Like his Zionist forebears, Yaffe appears consumed by an admixture of idealism, proactive zeal and a sense of personal ownership over his country’s fate. And yet his version of Zionism, he says, is fit for 2019, not 1948.

“Our challenges today are different. We don’t have an existential threat to Israel that is external. All our existential threats are internal,” he said. “Our generation’s mission — yours and mine — is to create a much more stable Israeli society that understands strength in diversity.”

As Desert Stars approaches its seventh anniversary, Yaffe has embarked on his is most ambitious plan yet: He wants to raise $80 million to build a youth village with dormitories, classrooms, soccer fields, a health center and staff housing. He said he has secured 15 acres from the Israeli government in the northern Negev and has raised $21 million so far, including $10 million from a single donor. He said $19 million more is needed to begin construction.

The campus, he added, will be called the Jusidman Campus for Bedouin Leadership, for Daniel Jusidman, the Mexican tools and hardware magnate who donated $10 million. The vision is for a boarding school for 600 girls and boys in grades 7 to 12, a “leadership incubator” for 100 high school graduates, and programs for alumni of the school.
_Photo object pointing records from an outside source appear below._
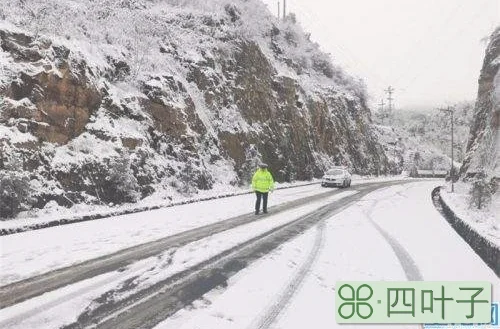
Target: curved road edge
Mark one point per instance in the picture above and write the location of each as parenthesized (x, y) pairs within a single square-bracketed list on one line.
[(488, 252)]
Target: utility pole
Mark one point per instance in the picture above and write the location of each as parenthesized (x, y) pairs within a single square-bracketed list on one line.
[(381, 106), (450, 111), (390, 91)]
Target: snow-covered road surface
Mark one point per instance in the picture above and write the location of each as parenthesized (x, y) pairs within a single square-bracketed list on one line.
[(53, 305), (353, 249), (386, 235)]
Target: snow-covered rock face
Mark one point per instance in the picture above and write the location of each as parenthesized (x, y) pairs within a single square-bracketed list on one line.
[(110, 102), (484, 143)]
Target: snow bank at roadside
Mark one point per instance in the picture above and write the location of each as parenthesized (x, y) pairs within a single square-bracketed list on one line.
[(485, 222)]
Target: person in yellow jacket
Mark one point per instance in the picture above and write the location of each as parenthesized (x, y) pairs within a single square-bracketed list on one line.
[(262, 183)]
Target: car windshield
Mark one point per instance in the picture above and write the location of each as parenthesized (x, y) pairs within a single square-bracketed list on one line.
[(334, 172)]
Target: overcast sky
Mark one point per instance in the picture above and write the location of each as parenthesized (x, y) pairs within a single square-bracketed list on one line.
[(430, 51)]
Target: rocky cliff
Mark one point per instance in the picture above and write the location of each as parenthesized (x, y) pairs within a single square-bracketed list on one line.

“Program participants will live alongside diverse staff, classmates and older students who serve as mentors and role models,” the brochure says. At the current Desert Stars Leadership High School, about two-thirds of the teachers are Arab and one-third Jewish.

After the campus is built, the Israeli government will fund up to 70 percent of the youth village’s annual budget, Yaffe said.

After the meeting in Los Altos Hills, Ashwi and Yaffe headed out to fly to New York City that same night. Before this trip, Ashwi had never been on a plane, but he is used to telling the Desert Stars story, as he does it often in Israel.

He said his ultimate goal is to better himself so that he can bring skills back to Rahat, to improve the lives of his fellow Bedouins. Eventually, he’d like to become a member of the Knesset. “If I want to make a change in my community, I have to be one of the decision makers,” he said.